Appréciation globale du stage

La majorité des stagiaires dénotent une appréciation générale favorable et une compréhension des contraintes à laquelle les équipes de l’hôpital et de l’établissement d’enseignement ont dû faire face. Les rapports et les formulaires d’évaluation indiquent en effet que leur expérience globale a été positive et qu’ils ont atteint leurs objectifs d’apprentissage.

Discussion : le modèle de supervision et ses facteurs de succès

Le modèle de supervision employé était un modèle « mixte », car il comportait des activités de supervision individuelle et de groupe. Un tel modèle a permis d’atteindre les objectifs pédagogiques de la formation en nutrition clinique tout en respectant l’organisation du travail et la capacité du milieu de stage. Ce modèle semble être un bon choix afin de combler l’insuffisance de lieux de stage, qui est particulièrement importante chez les francophones en situation minoritaire.

Facteurs de succès

Les facteurs qui ont contribué au succès de ce modèle de supervision dans le cadre de ces deux stages en nutrition clinique sont nombreux. La présence de la préceptrice-coordonnatrice a facilité l’intégration des apprentissages, les communications entre les stagiaires et les préceptrices et a permis à ces dernières de consacrer davantage de temps au développement des compétences professionnelles des stagiaires plutôt qu’à la coordination de l’ensemble des activités d’apprentissage. Ce modèle évite le dédoublement de tâches. La diversité des rotations et des styles de supervision a enrichi l’expérience vécue par les stagiaires.

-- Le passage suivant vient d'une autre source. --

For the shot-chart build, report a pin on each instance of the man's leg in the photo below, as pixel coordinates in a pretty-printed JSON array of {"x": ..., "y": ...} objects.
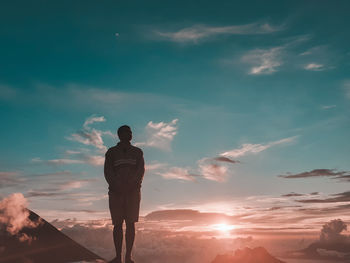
[
  {"x": 129, "y": 238},
  {"x": 118, "y": 240}
]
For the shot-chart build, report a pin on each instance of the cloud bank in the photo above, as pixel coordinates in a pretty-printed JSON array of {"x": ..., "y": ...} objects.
[
  {"x": 195, "y": 33},
  {"x": 14, "y": 215}
]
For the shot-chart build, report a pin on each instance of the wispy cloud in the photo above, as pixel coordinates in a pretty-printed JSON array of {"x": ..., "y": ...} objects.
[
  {"x": 314, "y": 67},
  {"x": 14, "y": 215},
  {"x": 341, "y": 175},
  {"x": 212, "y": 170},
  {"x": 327, "y": 107},
  {"x": 8, "y": 179},
  {"x": 94, "y": 160},
  {"x": 249, "y": 148},
  {"x": 195, "y": 33},
  {"x": 178, "y": 173},
  {"x": 160, "y": 134},
  {"x": 338, "y": 198},
  {"x": 264, "y": 61},
  {"x": 91, "y": 136}
]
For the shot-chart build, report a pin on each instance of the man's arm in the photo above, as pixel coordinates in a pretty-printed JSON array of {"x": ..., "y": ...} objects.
[
  {"x": 108, "y": 167},
  {"x": 140, "y": 169}
]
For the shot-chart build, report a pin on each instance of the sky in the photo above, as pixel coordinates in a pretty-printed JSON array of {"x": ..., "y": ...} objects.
[{"x": 240, "y": 108}]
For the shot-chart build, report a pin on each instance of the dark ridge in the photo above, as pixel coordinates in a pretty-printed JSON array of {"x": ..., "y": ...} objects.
[{"x": 47, "y": 244}]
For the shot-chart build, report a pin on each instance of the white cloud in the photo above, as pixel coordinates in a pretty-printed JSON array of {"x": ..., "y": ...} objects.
[
  {"x": 249, "y": 148},
  {"x": 199, "y": 32},
  {"x": 212, "y": 170},
  {"x": 15, "y": 215},
  {"x": 327, "y": 107},
  {"x": 178, "y": 173},
  {"x": 160, "y": 134},
  {"x": 93, "y": 119},
  {"x": 6, "y": 174},
  {"x": 90, "y": 136},
  {"x": 264, "y": 61},
  {"x": 314, "y": 67},
  {"x": 154, "y": 166}
]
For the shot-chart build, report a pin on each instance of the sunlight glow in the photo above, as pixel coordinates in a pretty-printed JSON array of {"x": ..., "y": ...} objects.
[{"x": 223, "y": 227}]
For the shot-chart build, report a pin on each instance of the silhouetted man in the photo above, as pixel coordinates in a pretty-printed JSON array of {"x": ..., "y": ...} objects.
[{"x": 124, "y": 169}]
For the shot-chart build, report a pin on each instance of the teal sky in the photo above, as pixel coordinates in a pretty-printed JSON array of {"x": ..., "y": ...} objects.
[{"x": 263, "y": 83}]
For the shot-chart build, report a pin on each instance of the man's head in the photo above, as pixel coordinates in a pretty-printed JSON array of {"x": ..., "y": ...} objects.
[{"x": 124, "y": 133}]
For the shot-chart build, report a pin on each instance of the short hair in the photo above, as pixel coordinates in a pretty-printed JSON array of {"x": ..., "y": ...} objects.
[{"x": 121, "y": 129}]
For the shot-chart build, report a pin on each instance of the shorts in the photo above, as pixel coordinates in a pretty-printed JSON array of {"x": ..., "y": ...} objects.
[{"x": 124, "y": 206}]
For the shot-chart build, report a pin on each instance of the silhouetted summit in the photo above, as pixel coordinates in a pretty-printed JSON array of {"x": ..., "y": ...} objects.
[
  {"x": 247, "y": 255},
  {"x": 43, "y": 243}
]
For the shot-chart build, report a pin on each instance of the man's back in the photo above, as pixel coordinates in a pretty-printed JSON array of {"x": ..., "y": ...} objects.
[{"x": 124, "y": 167}]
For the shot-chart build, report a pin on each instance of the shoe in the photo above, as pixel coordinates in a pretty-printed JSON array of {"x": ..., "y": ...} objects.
[{"x": 115, "y": 260}]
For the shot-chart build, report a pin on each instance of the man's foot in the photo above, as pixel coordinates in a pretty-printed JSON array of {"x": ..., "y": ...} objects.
[
  {"x": 115, "y": 260},
  {"x": 128, "y": 260}
]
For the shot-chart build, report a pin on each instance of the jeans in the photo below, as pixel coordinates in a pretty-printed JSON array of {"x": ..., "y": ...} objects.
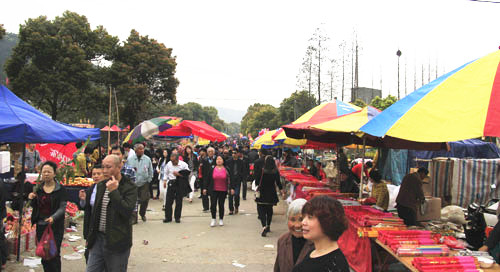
[
  {"x": 265, "y": 214},
  {"x": 102, "y": 259},
  {"x": 143, "y": 198},
  {"x": 217, "y": 197},
  {"x": 173, "y": 194},
  {"x": 408, "y": 215},
  {"x": 236, "y": 198}
]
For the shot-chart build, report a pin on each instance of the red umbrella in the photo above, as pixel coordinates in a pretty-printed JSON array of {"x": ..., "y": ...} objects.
[
  {"x": 115, "y": 128},
  {"x": 197, "y": 128}
]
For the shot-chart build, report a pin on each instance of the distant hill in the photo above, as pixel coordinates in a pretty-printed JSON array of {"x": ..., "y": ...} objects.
[{"x": 230, "y": 115}]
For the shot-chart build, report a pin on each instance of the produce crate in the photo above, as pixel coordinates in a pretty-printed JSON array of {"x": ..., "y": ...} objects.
[{"x": 28, "y": 242}]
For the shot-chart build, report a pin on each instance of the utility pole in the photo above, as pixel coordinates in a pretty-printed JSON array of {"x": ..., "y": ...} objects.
[{"x": 398, "y": 53}]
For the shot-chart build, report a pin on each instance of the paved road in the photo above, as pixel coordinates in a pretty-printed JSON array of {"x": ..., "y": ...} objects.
[{"x": 192, "y": 245}]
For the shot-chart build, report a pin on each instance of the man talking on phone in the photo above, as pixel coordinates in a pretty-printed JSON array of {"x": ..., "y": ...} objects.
[{"x": 110, "y": 232}]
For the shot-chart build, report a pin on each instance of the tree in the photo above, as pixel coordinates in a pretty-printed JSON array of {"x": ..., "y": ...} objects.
[
  {"x": 2, "y": 31},
  {"x": 143, "y": 72},
  {"x": 52, "y": 65},
  {"x": 383, "y": 104},
  {"x": 6, "y": 45},
  {"x": 294, "y": 106},
  {"x": 259, "y": 116},
  {"x": 360, "y": 103}
]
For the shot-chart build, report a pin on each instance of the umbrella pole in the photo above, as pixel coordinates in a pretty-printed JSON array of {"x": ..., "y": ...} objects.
[
  {"x": 362, "y": 168},
  {"x": 21, "y": 207},
  {"x": 109, "y": 118}
]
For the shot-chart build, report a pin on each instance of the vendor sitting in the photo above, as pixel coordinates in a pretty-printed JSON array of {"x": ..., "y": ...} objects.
[{"x": 348, "y": 183}]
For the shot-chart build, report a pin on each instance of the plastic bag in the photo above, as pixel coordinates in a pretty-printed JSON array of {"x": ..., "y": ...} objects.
[{"x": 46, "y": 248}]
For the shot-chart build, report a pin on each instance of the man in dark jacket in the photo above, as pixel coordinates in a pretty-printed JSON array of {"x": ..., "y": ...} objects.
[
  {"x": 235, "y": 166},
  {"x": 410, "y": 196},
  {"x": 207, "y": 164},
  {"x": 110, "y": 232}
]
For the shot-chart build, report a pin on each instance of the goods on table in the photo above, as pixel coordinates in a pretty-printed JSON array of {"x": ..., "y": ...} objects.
[
  {"x": 78, "y": 182},
  {"x": 368, "y": 216},
  {"x": 460, "y": 263}
]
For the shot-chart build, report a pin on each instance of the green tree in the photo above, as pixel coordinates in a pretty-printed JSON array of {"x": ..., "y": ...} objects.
[
  {"x": 6, "y": 45},
  {"x": 294, "y": 106},
  {"x": 52, "y": 65},
  {"x": 260, "y": 116},
  {"x": 360, "y": 103},
  {"x": 383, "y": 104},
  {"x": 143, "y": 72},
  {"x": 2, "y": 31}
]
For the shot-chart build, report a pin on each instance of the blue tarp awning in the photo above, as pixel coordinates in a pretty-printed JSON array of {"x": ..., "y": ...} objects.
[{"x": 22, "y": 123}]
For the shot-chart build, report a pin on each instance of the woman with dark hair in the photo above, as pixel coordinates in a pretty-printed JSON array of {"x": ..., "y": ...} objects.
[
  {"x": 192, "y": 161},
  {"x": 379, "y": 190},
  {"x": 49, "y": 205},
  {"x": 267, "y": 196},
  {"x": 219, "y": 183},
  {"x": 324, "y": 221}
]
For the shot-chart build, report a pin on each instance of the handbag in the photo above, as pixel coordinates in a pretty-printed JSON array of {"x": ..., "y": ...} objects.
[
  {"x": 257, "y": 191},
  {"x": 46, "y": 248}
]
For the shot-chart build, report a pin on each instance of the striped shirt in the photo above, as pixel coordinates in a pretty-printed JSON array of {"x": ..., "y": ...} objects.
[{"x": 104, "y": 209}]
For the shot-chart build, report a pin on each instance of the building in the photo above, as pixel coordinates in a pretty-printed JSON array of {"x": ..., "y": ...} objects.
[{"x": 365, "y": 94}]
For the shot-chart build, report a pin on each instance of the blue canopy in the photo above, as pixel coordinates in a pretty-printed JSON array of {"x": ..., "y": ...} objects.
[{"x": 21, "y": 123}]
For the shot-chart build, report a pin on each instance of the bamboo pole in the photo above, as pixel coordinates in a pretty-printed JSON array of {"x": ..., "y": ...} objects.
[
  {"x": 362, "y": 168},
  {"x": 109, "y": 118}
]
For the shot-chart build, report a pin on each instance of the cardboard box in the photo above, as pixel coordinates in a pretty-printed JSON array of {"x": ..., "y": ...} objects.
[{"x": 433, "y": 210}]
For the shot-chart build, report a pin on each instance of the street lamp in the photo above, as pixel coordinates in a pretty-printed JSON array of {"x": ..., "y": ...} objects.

La préceptrice-coordonnatrice de stage qui a supervisé individuellement chaque stagiaire a permis d’assurer la continuité des apprentissages au fil des rotations et de faciliter l’établissement de liens entre la théorie et la pratique.

Un aspect qui demande réflexion : le nombre de stagiaires

Il ressort de l’analyse des données que le nombre de stagiaires en nutrition clinique pourrait difficilement dépasser six en raison de la taille du milieu hospitalier, du nombre de diététistes, de la structure organisationnelle de leur travail, qui est spécialisé et se concentre dans un service en particulier, ainsi qu’en raison de la taille optimale pour un groupe de discussion.

Recommandations

  • conserver la semaine de formation interprofessionnelle;

  • conserver le modèle mixte de supervision;

  • approfondir la réflexion sur les activités de supervision de groupe;

  • reconnaître la valeur ajoutée du rôle de préceptrice-coordonnatrice;

  • introduire une séance de supervision de groupe sur les relations avec les patients et les familles;

  • poursuivre la documentation de cette nouvelle approche mixte de supervision de stage.

À cet effet, un guide répertoriant divers outils et conseils pratiques utilisés dans le cadre du stage en nutrition peut être consulté dans le site Web de l’Hôpital Montfort à l’adresse suivante : http://www.hopitalmontfort.com/sites/default/files/PDF/guide_dactivite_pour_les_stages_de_groupe-nutrition.pdf

Conclusion

L’évaluation de cette expérience de supervision de groupe dans le domaine de la nutrition clinique démontre que ce type de supervision dépasse la simple réponse à la pénurie de places de stages et de personnel qualifié apte à superviser. Lorsque mis en oeuvre en tenant compte des limites qui lui sont inhérentes, ce modèle peut devenir une véritable source d’innovation pédagogique et une stratégie pour combler la pénurie de professionnels de la santé et des services sociaux dans les milieux minoritaires.